As a Foreign Service Officer, Shackelford served in Somalia, Kenya, South Sudan, Poland, and Washington, D.C., analyzing information on political and conflict developments, advising Mission and Washington leadership, and advocating for U.S. interests with foreign counterparts. For her work in South Sudan, Shackelford received the Barbara Watson Award for Consular Excellence, the Department’s highest honor for consular work.
Previously, Shackelford was an associate with Booz Allen Hamilton and led USAID projects to assess business environments in developing countries. Shackelford was also an associate with the law firm Covington & Burling, where she focused on international trade.
Shackelford’s commentary and interviews have appeared in the Los Angeles Times, CNN, Foreign Policy, NPR, PBS, and MSNBC. She also speaks with community groups, students, and political organizations to raise broader awareness of our foreign policy challenges. She is chair of the Rochester VT Democratic Committee and a member of the Emerge VT 2019 class. Born and raised in Mississippi, Shackelford now resides in Rochester, VT.

Christopher Richardson

Chris Richardson is a former U.S. Diplomat, prominent immigration attorney, and Co-Founder of the world’s leading remote video immigration consulting technology company, Argo Visa LLC.
Richardson served in Nigeria, Nicaragua, Pakistan, and Spain as a Consular Officer. He was an American Citizens Services Chief, a visa officer, Deputy Nonimmigrant Visas Chief, Acting Nonimmigrant Visas Chief for the largest visa post in Africa (Lagos, Nigeria), Immigrant Visas Chief, and a Deputy Consular Section Chief.
Throughout his time in the Foreign Service, Richardson managed hundreds of officers and local staff in some of the most dangerous postings in the world. He also investigated several high-profile fraud rings including at least two that involved members of the U.S. missions abroad. More critically, Richardson managed Post responses to crisis situations including terrorist attacks, plane crashes, violent national unrest, bombings, rapes, murders, kidnappings, and hundreds of death cases involving Americans who died abroad. For his service, Richardson won several awards including Meritorious Honors Awards and a Superior Honors Award.
Richardson resigned in protest due to President Trump’s Muslim Ban and the President’s derogatory statements about African countries. Immediately upon resigning, he drafted an affidavit against the Muslim Ban which was cited by Supreme Court Justice Stephen Breyer in Trump v. Hawaii. After his resignation, he started a technology company that focused on remote video technology and immigration consulting.

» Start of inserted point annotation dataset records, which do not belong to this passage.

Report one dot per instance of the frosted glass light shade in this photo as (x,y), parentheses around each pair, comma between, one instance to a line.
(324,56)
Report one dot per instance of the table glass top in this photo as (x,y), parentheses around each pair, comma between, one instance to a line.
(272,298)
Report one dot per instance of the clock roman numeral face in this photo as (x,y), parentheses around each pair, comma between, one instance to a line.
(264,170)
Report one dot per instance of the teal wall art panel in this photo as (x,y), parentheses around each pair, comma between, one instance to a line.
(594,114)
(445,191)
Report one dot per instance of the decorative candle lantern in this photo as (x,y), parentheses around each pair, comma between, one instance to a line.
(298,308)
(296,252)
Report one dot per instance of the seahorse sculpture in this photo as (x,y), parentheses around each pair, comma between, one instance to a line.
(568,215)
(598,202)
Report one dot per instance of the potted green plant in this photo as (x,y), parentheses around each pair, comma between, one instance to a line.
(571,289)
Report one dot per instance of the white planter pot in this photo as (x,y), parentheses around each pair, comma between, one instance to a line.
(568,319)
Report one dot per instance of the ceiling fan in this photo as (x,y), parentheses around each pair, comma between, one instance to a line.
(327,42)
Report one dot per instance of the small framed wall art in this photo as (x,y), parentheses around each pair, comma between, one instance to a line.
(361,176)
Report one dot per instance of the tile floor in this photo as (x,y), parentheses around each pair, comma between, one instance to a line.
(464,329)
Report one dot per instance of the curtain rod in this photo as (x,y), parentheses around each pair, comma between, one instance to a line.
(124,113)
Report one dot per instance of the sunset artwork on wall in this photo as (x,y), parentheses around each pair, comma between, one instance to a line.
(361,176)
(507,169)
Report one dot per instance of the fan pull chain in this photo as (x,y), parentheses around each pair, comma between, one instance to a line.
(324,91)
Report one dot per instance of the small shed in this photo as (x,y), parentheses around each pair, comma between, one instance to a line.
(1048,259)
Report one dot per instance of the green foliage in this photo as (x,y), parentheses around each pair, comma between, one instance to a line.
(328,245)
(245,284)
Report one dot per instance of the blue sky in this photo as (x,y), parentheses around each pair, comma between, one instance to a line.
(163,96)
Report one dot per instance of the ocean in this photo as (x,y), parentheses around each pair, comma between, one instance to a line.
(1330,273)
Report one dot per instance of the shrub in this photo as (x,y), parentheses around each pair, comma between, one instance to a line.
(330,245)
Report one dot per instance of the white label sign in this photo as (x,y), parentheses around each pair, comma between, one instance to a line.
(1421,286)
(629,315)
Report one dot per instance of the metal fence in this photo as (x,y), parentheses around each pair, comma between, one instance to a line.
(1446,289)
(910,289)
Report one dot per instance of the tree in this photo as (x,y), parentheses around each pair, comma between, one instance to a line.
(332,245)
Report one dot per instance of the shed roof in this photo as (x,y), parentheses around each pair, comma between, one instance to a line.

Richardson has been featured in Mother Jones, Slate Magazine, Reuters, NPR, Embedded, All Things Considered, SCOTUS Blog, BBC, Georgia Public Radio, Intercept, and the Atlanta Journal Constitution. He has also been interviewed by the New York Times, CNN and CBS. Richardson has written several well-received opinion columns for the New York Times, Los Angeles Times, Washington Post, San Francisco Chronicle, Slate Magazine, Chicago Sun-Times, The Hill, and the Nation regarding immigration policy and the issue of diversity at the State Department. He advised U.S. Senators and House members on a wide range of immigration and State Department issues including the Fairness for High Skilled Immigrants Act, the various travel bans, and diversity.
A native of South Carolina, Richardson serves on the Board of Directors for Upstate Forever (an environmental group), Upstate International, and the Hispanic Alliance. He is a graduate of Duke University School of Law and graduated summa cum laude from Emory University in 2003. He is also the co-author of the Historical Dictionary of the Civil Rights Movement (2014) and lectured on the American Civil Rights Movement at universities and colleges across the globe.